To use SSH tunnels, environments must inherit project defaults. If environments don't use project defaults, the SSH tunnel doesn't work.

### Connection URL and SSH tunnel behavior

The component's connection URL specifies the database endpoint that the {m_runner} connects to after establishing an SSH tunnel.

The specific parameter that defines where the SSH tunnel should connect varies by component.
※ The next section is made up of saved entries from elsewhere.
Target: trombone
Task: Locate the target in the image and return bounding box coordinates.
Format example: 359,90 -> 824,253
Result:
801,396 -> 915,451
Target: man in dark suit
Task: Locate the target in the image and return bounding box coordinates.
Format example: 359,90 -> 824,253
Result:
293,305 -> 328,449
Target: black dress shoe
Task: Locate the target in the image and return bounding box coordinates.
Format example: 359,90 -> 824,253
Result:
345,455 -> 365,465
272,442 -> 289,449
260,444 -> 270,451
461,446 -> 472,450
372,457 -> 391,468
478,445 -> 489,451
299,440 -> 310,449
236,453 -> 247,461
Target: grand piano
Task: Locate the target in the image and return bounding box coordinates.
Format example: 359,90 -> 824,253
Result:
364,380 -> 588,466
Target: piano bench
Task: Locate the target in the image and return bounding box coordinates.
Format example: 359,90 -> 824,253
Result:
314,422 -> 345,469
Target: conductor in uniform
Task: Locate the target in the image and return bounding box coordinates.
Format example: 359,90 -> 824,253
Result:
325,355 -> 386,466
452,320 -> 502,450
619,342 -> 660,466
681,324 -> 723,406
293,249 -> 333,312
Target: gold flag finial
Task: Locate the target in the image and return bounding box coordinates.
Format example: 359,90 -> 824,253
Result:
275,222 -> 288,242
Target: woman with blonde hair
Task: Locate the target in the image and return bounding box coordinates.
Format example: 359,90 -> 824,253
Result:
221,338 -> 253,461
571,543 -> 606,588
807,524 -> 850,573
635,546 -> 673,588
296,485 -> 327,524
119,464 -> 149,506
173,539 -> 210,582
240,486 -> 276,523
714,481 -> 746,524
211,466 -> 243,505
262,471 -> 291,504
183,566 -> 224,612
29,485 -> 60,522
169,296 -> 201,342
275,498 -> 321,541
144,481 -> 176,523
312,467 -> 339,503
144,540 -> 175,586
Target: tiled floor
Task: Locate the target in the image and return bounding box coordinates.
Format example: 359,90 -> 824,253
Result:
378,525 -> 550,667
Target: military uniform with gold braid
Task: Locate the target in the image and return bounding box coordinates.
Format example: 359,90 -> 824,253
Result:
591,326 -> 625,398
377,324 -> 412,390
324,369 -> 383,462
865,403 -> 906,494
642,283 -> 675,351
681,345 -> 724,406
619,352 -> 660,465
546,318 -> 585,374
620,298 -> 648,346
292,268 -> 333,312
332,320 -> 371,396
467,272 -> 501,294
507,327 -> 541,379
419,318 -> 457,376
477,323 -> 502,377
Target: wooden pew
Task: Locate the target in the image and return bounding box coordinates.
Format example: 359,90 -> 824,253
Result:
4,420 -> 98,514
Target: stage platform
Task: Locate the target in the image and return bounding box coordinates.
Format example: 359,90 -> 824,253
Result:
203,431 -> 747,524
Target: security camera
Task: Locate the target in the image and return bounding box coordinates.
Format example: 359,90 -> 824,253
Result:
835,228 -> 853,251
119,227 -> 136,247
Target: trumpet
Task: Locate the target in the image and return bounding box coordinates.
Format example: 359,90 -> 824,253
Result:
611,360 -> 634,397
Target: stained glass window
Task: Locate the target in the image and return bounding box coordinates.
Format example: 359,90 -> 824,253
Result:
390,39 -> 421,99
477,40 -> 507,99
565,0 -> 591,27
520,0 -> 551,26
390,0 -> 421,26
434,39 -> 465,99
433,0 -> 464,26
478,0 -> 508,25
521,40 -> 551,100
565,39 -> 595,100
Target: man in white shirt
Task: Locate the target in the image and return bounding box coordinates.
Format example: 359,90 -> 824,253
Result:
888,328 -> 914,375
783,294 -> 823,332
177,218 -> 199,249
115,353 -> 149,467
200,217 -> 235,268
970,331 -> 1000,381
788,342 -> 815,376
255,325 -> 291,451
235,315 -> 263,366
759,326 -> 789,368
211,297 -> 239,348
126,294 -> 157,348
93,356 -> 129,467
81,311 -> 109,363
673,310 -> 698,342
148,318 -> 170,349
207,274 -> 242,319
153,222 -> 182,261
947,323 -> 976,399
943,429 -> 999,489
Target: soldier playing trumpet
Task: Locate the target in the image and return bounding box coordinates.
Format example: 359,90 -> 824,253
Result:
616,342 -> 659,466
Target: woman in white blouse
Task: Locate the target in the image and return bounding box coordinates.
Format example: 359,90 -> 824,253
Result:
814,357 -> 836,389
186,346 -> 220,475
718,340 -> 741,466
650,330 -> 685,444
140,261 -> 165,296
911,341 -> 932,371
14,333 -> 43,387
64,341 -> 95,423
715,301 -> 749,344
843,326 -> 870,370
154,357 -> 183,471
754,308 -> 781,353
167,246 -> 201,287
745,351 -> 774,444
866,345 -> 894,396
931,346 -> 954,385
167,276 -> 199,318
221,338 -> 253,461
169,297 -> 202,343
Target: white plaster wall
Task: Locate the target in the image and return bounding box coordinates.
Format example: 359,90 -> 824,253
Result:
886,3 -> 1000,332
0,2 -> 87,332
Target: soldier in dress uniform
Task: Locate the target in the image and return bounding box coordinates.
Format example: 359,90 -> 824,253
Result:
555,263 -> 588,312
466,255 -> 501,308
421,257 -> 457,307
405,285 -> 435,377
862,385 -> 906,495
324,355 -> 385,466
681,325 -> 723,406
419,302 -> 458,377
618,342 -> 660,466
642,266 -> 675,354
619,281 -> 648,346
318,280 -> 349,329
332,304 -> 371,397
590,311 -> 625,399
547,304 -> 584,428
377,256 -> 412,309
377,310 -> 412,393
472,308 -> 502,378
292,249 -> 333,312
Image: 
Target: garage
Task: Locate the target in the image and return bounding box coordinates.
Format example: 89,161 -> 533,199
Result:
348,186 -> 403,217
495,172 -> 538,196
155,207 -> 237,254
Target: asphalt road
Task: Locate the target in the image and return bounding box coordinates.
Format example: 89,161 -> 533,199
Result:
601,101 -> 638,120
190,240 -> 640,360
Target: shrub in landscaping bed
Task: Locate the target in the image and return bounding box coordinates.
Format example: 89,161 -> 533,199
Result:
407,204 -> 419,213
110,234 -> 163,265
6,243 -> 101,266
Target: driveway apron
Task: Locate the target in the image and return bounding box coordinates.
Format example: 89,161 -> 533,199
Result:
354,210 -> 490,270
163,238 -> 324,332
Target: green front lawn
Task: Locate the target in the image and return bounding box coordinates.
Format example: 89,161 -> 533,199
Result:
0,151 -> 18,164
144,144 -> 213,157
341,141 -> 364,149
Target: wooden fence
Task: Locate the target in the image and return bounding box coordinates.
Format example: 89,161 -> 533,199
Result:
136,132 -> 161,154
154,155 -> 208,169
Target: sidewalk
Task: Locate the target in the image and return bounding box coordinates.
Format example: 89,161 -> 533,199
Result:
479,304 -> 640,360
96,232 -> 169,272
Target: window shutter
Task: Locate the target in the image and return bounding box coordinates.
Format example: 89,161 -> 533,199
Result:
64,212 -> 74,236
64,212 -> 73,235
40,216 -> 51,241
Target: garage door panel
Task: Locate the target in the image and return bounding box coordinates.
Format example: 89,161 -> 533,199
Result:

Refer to the relevant component documentation for details.

#### Example connection URL

In this example, `my.postgres` is a database server that is only accessible through an SSH tunnel:

```json theme={null}
{
"connectionUrl": "jdbc:postgresql://my.postgres:5432/test?loggerLevel=OFF"
}
```

#### How it works

1. The component runs and automatically establishes an SSH tunnel.
2. Local port forwarding is configured to route traffic through the tunnel to `my.postgres:5432`.
3. The application then connects to the database using the provided `connectionUrl`, ensuring secure access to the database.

This setup enables seamless database connections over an SSH-protected network.